Sayang untuk Tajul dan kawan-kawan yang berada di pengungsian di Surabaya terlanjur dibina oleh Lembaga Swadaya Masyarakat (LSM) yang berafiliasi asing. Mereka lebih menonjolkan kebebasan agama sesuai dengan paradigma internasional, melalaikan proses dalam mencapai tujuan. Padahal di balik isu kebebasan, ada prinsip atau budaya masyarakat yang diabaikan khususnya pola dakwah taqiyah, suatu cara dakwah menyembunyikan tujuan yang sebenarnya.
Penghormatan terhadap budaya adalah kunci toleransi umat beragama di Indonesia , sehingga tidak pernah terjadi konflik agama, kecuali insiden kecil dalam lingkup sempit.
Kalau pola dakwahnya tidak mencederai budaya, konflik tidak akan terjadi. Di tempat lain juga ada kelompok masyarakat Syiah, tetapi tidak terjadi kisruh karena hidup selaras budaya.

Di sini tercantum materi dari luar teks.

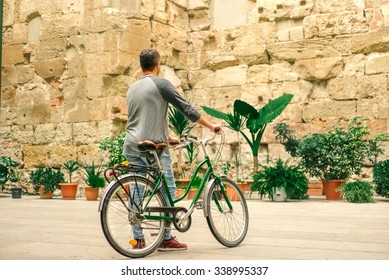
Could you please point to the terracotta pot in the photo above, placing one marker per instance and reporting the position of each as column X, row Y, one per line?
column 180, row 192
column 192, row 193
column 330, row 189
column 91, row 193
column 69, row 190
column 47, row 195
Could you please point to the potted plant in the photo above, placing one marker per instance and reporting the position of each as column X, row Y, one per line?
column 194, row 187
column 69, row 189
column 332, row 156
column 7, row 170
column 114, row 146
column 94, row 180
column 280, row 181
column 17, row 189
column 249, row 122
column 357, row 191
column 46, row 180
column 381, row 178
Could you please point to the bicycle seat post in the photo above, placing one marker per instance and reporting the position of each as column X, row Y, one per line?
column 155, row 154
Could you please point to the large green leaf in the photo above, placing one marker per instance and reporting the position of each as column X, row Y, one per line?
column 269, row 112
column 274, row 108
column 179, row 124
column 245, row 109
column 235, row 121
column 215, row 113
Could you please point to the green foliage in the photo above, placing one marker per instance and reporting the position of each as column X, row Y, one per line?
column 178, row 123
column 191, row 153
column 246, row 117
column 115, row 148
column 282, row 174
column 357, row 191
column 48, row 178
column 93, row 175
column 381, row 178
column 226, row 167
column 196, row 182
column 71, row 166
column 7, row 170
column 336, row 154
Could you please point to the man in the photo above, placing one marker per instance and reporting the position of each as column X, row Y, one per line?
column 147, row 101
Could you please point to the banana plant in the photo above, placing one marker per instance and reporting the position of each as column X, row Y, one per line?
column 251, row 123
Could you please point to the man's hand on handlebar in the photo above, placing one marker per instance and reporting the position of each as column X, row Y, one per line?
column 173, row 141
column 217, row 128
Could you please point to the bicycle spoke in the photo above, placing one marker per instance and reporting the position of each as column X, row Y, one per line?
column 228, row 225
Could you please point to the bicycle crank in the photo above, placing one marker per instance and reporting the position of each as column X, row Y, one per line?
column 181, row 223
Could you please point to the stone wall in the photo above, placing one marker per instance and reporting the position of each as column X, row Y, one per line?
column 67, row 66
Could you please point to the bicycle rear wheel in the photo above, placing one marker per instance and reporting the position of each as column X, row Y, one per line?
column 126, row 226
column 228, row 225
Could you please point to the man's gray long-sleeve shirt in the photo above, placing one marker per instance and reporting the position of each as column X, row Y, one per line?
column 147, row 102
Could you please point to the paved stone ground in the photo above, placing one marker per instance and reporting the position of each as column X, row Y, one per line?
column 35, row 229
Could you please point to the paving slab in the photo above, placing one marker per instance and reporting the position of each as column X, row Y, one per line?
column 39, row 229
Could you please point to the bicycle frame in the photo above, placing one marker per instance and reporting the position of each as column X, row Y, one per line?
column 161, row 182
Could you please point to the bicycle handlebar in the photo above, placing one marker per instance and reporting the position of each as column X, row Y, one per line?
column 187, row 140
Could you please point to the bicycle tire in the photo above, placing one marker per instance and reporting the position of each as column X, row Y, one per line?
column 119, row 219
column 229, row 227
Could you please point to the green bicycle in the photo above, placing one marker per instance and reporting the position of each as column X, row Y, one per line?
column 138, row 200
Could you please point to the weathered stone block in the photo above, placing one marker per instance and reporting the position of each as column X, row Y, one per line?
column 231, row 76
column 347, row 88
column 64, row 134
column 300, row 89
column 20, row 33
column 296, row 33
column 50, row 69
column 251, row 55
column 375, row 41
column 59, row 154
column 12, row 55
column 134, row 43
column 257, row 94
column 84, row 133
column 329, row 68
column 282, row 72
column 44, row 134
column 36, row 156
column 329, row 110
column 51, row 48
column 354, row 65
column 12, row 75
column 119, row 62
column 323, row 25
column 295, row 50
column 23, row 133
column 199, row 20
column 377, row 63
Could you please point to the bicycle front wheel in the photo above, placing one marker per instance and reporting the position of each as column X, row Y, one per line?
column 227, row 220
column 128, row 228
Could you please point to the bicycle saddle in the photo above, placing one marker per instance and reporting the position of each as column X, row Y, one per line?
column 148, row 145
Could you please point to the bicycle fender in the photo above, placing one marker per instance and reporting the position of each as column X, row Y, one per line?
column 109, row 186
column 206, row 191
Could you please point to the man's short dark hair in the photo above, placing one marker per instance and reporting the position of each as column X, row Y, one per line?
column 149, row 58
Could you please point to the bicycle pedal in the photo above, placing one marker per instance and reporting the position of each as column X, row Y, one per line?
column 199, row 205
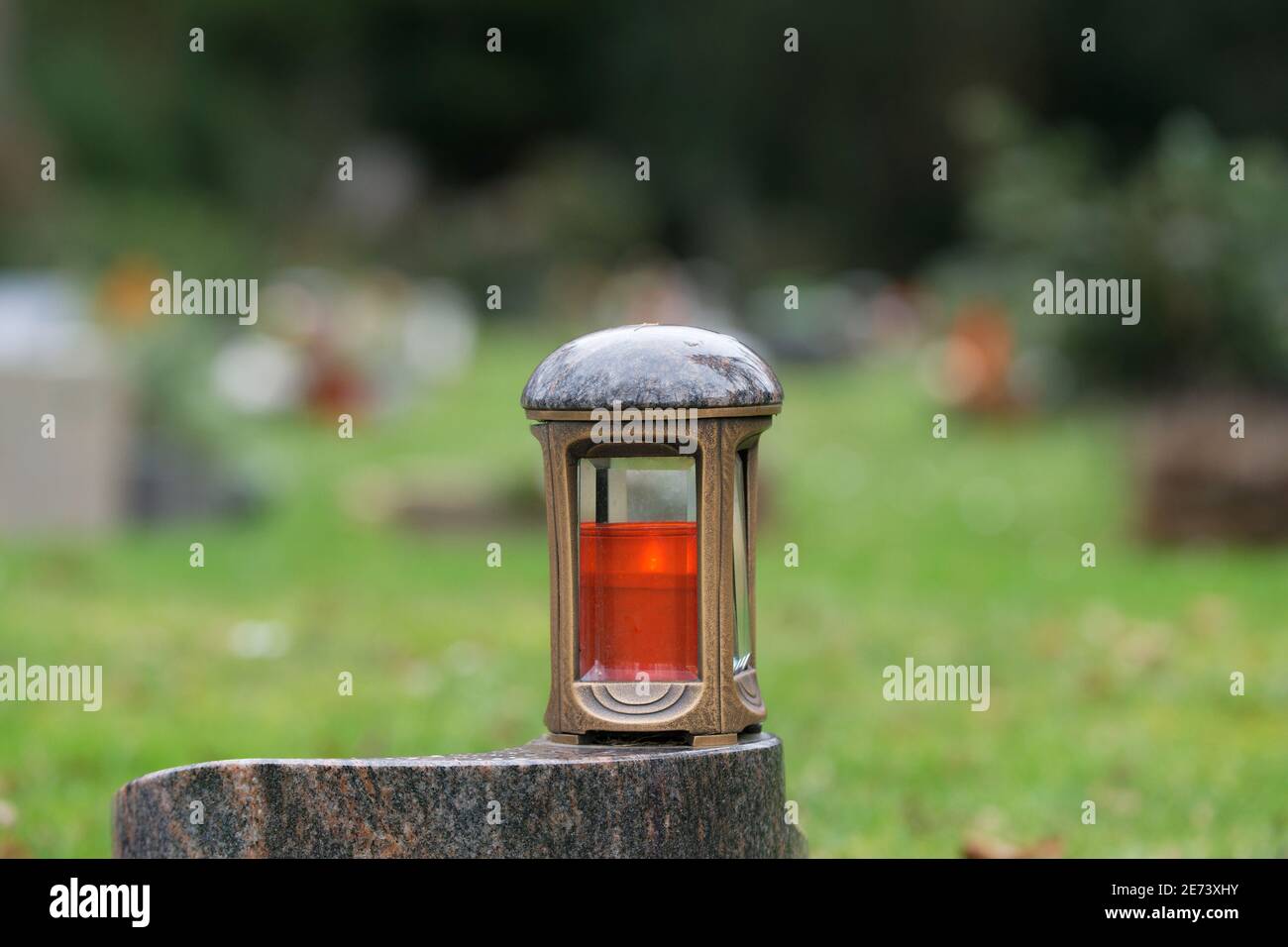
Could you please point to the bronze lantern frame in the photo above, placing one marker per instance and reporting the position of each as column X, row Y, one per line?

Kejadian di Tegineneng itu bisa menjadi pelajaran, cara dakwah seperti di atas, tidak mendukung kebersamaan dan ketertiban. Dalam negara Pancasia, cara dakwah harus selaras dengan nilai-nilai Pancasila antara lain terbuka, jujur, tidak eksklusif tanpa kekerasan/paksaan, damai, selaras dengan budaya.
Di sini perlunya “code of conduct“ yang perlu diupayakan menjadi kesepakatan bersama untuk mengantisipasi dakwah pada era globalisasi. Code of conduct tersebut sebagai pelengkap terhadap Undang-undang tentang Kerukunan Umat Beragama.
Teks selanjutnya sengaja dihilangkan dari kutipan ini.